There are three things to be cautious about when building and using funnels. The first is that funnels treat correlation as causation. The second is Simpson’s paradox which deals with issues of aggregation in observational data. And the third is how coarseness of the funnel can lead to mistaken inferences. For instance, you may not see the true impact of having too little time to find a courier because you raise the prices where you have too little time. - Systemic Thinking: It pays to know how the cookie is baked. Learn how the data flows through the system and what decisions we make at what point with what data and what assumptions to what purpose. The conventional tools are flow chart and process tracing. Keeping with our example, say we have a system that lets customers know when we are running late. And let’s assume that not only do we struggle to arrive on time, we also struggle to let people know when we are running late. An engineer may split the problem into an issue with detection or an issue with communication. The detection system may be made up of measuring where the courier is and estimating the time it takes to get to the destination. And either may be broken. And communication issues may be stem from problems with sending emails or issues with delivery, e.g., email being flagged as spam.

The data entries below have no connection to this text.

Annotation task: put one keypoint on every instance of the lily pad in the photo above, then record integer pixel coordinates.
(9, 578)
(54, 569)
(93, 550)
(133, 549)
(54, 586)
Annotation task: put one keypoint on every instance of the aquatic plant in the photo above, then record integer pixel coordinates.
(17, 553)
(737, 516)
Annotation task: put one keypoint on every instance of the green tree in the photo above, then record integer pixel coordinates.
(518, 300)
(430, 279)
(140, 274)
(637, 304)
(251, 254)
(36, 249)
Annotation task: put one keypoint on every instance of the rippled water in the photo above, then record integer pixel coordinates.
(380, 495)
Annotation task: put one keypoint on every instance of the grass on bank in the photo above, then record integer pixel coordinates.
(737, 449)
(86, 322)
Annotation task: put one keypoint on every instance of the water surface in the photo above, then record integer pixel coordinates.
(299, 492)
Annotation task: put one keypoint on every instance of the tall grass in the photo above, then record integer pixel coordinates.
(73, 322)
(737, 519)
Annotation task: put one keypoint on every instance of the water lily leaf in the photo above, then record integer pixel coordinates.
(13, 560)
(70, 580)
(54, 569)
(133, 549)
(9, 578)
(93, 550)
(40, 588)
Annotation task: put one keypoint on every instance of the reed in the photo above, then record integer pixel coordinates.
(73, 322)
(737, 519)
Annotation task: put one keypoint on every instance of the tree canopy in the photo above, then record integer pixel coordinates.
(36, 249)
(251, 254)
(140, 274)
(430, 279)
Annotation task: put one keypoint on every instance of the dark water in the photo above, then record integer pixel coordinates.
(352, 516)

- Sample Failures: One way to diagnose problems is to look at a few examples closely. This is a good way to understand what could go wrong. For instance, it may allow you to discover that the locations you are getting from the couriers are wrong because the locations received a minute apart are hundreds of miles apart. This can then lead you to the diagnosis that your application is installed on multiple devices, and you cannot distinguish between data emitted by various devices.
- Worst Case: When looking at examples, start with the worst errors. The intuition is simple: worst errors are often the sites for obvious problems.
- Correlation is causation. To gain more traction, compare the worst with the best. Doing that allows you to see what is different between the two. The underlying idea is, of course, treating correlation as causation. And that is a famous warning. But often enough, correlation points in the right direction.
- Exploit the Skew: The Pareto principle—the 80/20 rule—holds in many places. Look for it. Rather than solve the entire pie, check if the opportunity is concentrated in small places. It often is. Pursuing our example above, it could be that a small proportion of our couriers account for a majority of the late deliveries. Or it could be that a small number of incorrect addresses our causing most of our late deliveries by waylaying couriers.
- Under good conditions, how often do we fail? How do you know how big of an issue a particular problem is? Say, for instance, you want to learn how big a role bad location data plays in our ability to notify. To do that, you should filter to cases where you have great location data and then see how well you can do. And then figure out the proportion of cases where we have great location data.
- Dr. House: The good doctor was a big believer in differential diagnosis. Dr. House often eliminated potential options by evaluating how patients responded to different treatment regimens. For instance, he would put people on an antibiotic course to eliminate infection as an option. The more general strategy is experimentation: learn by doing something.
Experimentation is a sine-qua-non where people are involved. The impact of code is easy to simulate. But we cannot answer how much paying $10 per on-time delivery will increase on-time delivery. We need to experiment.